コンプガチャ中止 消費者庁の目論見と肝を冷やすテレビ局

2012/05/16 07:00

 5月7日朝、連休明けの東京株式市場は、大荒れでスタートした。グリーとDeNA株が両者ともストップ安の前日比500円安に張り付いたのだ。これはゴールデンウィーク中に報道された「コンプガチャ規制」の影響だ。
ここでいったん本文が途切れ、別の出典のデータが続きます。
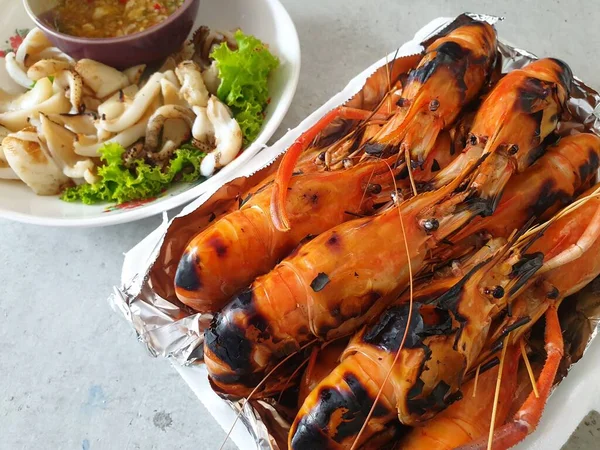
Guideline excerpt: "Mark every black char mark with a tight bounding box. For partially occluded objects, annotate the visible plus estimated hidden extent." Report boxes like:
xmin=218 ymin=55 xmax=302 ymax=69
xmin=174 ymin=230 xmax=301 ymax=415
xmin=240 ymin=193 xmax=252 ymax=208
xmin=362 ymin=303 xmax=425 ymax=353
xmin=528 ymin=179 xmax=567 ymax=217
xmin=175 ymin=252 xmax=202 ymax=291
xmin=579 ymin=148 xmax=600 ymax=184
xmin=204 ymin=290 xmax=269 ymax=386
xmin=365 ymin=142 xmax=385 ymax=156
xmin=408 ymin=41 xmax=471 ymax=99
xmin=291 ymin=373 xmax=391 ymax=450
xmin=406 ymin=381 xmax=454 ymax=415
xmin=207 ymin=236 xmax=227 ymax=258
xmin=310 ymin=272 xmax=330 ymax=292
xmin=325 ymin=232 xmax=341 ymax=250
xmin=433 ymin=261 xmax=488 ymax=315
xmin=549 ymin=58 xmax=573 ymax=95
xmin=508 ymin=252 xmax=544 ymax=297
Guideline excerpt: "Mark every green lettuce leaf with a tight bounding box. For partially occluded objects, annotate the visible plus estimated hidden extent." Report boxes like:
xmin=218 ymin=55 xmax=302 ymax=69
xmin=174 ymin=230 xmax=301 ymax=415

連休前、5千億円あったグリーの時価総額は、わずか一瞬で1200億円が吹き飛んだ。
 9日にはコンプガチャゲームの開発会社・KLabが「5月中に全てのコンプガチャを中止する」と発表。これに、グリー、DeNA含むソーシャルゲーム提供6社も追随した。
 楽天証券経済研究所の今中能夫アナリストはこう語る。
「コンプガチャ中止で、グリーは2013年8月期は40~50%営業減益になると試算される。また今後、通常のガチャ中止となった場合は赤字に転落する可能性もある」
 そうなればソーシャルゲーム会社は崖っぷちだ。
「今回の規制は省庁の利権争いだ。当初、消費者庁は業界に自主規制を求め、自らの規制は考えていなかった。しかし『コンプガチャはパチンコと同じ』という理由で、パチンコを管轄する警察庁が乗り出す構えを見せた途端、消費者庁は一転、規制に乗り出した。きっと、今後、ソーシャルゲームの業界団体に消費者庁の天下りが押し寄せる」
 また、肝を冷やす人もいるようだ。10日の楽天の決算発表後、三木谷浩史社長は、こう話した。
「本当に影響するのはテレビ局でしょ。広告大変だよ」
 テレビCM全体でネット関連が占める割合は20%ともいわれる。その広告収入がゼロになったら――。
 コンプガチャ規制は思わぬところにも飛び火しそうな雲行きだ。